Fuhrman was moved into the pursuit of street gangs in late 1977, and while his job ratings remained high, he reported that the strains of the job affected him. “Those people disgust me, and the public puts up with it,” he told Dr. John Hochman, another psychiatrist, referring to his gang work. Fuhrman said that he was in a fight “at least every other day” and that he had to be “violent just to exist.” In just one year, he said, he was involved in at least twenty-five altercations while on duty. “They shoot little kids and they shoot other people,” he told Dr. Hochman. “We’d catch them and beat them, and we’d get sued or suspended… This job has damaged me mentally. I can’t even go anywhere without a gun.” Fuhrman explained, “I have this urge to kill people that upset me.”
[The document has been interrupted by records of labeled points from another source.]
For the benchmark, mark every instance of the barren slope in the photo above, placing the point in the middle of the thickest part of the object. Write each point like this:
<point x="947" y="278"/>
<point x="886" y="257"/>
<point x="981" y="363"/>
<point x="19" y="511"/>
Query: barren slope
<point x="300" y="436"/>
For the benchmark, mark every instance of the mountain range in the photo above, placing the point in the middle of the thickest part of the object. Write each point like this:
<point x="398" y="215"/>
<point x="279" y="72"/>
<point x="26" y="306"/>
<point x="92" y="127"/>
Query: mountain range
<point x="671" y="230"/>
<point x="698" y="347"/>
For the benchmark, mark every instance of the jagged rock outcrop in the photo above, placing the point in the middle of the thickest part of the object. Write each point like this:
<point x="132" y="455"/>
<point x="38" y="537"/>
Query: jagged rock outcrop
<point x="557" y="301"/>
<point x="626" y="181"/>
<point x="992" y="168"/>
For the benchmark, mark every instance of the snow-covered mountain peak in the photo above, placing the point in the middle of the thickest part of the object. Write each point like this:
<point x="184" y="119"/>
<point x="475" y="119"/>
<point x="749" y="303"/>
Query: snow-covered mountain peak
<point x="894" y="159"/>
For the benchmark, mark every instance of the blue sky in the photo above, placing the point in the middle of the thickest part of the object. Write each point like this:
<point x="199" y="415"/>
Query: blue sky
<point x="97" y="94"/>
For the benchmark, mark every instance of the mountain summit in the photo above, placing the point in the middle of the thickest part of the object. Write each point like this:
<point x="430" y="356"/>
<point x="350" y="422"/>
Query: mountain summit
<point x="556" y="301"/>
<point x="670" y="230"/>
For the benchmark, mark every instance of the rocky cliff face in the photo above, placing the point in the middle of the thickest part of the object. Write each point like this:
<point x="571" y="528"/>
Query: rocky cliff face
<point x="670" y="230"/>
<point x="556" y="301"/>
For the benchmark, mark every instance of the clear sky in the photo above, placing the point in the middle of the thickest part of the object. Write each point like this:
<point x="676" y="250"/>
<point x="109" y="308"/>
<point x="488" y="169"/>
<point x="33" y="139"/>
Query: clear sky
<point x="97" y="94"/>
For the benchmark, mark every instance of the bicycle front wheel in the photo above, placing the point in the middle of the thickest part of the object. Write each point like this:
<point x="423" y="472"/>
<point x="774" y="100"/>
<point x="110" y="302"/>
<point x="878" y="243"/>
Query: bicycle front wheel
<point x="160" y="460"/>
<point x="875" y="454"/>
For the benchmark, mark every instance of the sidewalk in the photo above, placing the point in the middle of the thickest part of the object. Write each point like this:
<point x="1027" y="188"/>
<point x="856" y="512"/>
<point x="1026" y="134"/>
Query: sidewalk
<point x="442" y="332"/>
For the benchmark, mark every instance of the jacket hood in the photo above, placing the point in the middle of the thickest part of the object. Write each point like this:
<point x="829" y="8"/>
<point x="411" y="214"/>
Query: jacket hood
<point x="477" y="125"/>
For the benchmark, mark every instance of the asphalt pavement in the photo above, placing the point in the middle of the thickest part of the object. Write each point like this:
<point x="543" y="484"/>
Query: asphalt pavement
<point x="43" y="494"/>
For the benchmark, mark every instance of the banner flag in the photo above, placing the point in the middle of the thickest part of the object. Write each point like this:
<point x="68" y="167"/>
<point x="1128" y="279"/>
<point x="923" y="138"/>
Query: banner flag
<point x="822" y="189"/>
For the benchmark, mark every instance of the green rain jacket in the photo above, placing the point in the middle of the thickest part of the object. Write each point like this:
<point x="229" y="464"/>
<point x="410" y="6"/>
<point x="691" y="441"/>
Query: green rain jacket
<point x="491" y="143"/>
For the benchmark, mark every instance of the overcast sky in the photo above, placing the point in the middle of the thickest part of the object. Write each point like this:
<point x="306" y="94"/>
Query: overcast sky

The stress of police work took such a toll that in the early 1980s, Fuhrman sought to leave the force. His lawyers asserted that in the course of his work, Fuhrman “sustained seriously disabling psychiatric symptomatology” and as a result should receive a disability pension from the city. To get that pension, Fuhrman waged a protracted legal battle. The extensive case file documenting his efforts, replete with detailed psychiatric evaluations of the officer, was paradoxical. In all of Fuhrman’s own briefs, he was portrayed as a dangerously unbalanced man; as one of them put it, Fuhrman was “substantially incapacitated for the performance of his regular and customary duties as a policeman.” In the city’s answers, however, he was called a competent officer, albeit one involved in an elaborate ruse to win a pension. Dr. Hochman observed, “There is some suggestion here that the patient was trying to feign the presence of severe psychopathology. This suggests a conscious attempt to look bad and an exaggeration of problems which could be a cry for help and/or overdramatization by a narcissistic, self-indulgent, emotionally unstable person who expects immediate attention and pity.” In either case-whether Fuhrman was a psychotic or a malingerer-the picture of him was an unattractive one. Fuhrman lost his case and, as a result, remained on the force.
* For a time, only O.J. demurred. He liked Cochran, had even talked to him several times since the murders, but he wasn’t sure if he wanted him as his lawyer. It is one of the richer and more revealing ironies of the case that only O.J. Simpson-“I’m not black. I’m O.J.”-failed to understand the preeminent place of race in his own defense. Simpson was himself so alienated from the world of his fellow black Angelenos that he alone failed to recognize what was obvious to whites and blacks alike: that Johnnie L. Cochran, Jr., had been waiting his whole life for this case, and this case had been waiting for Johnnie Cochran as well.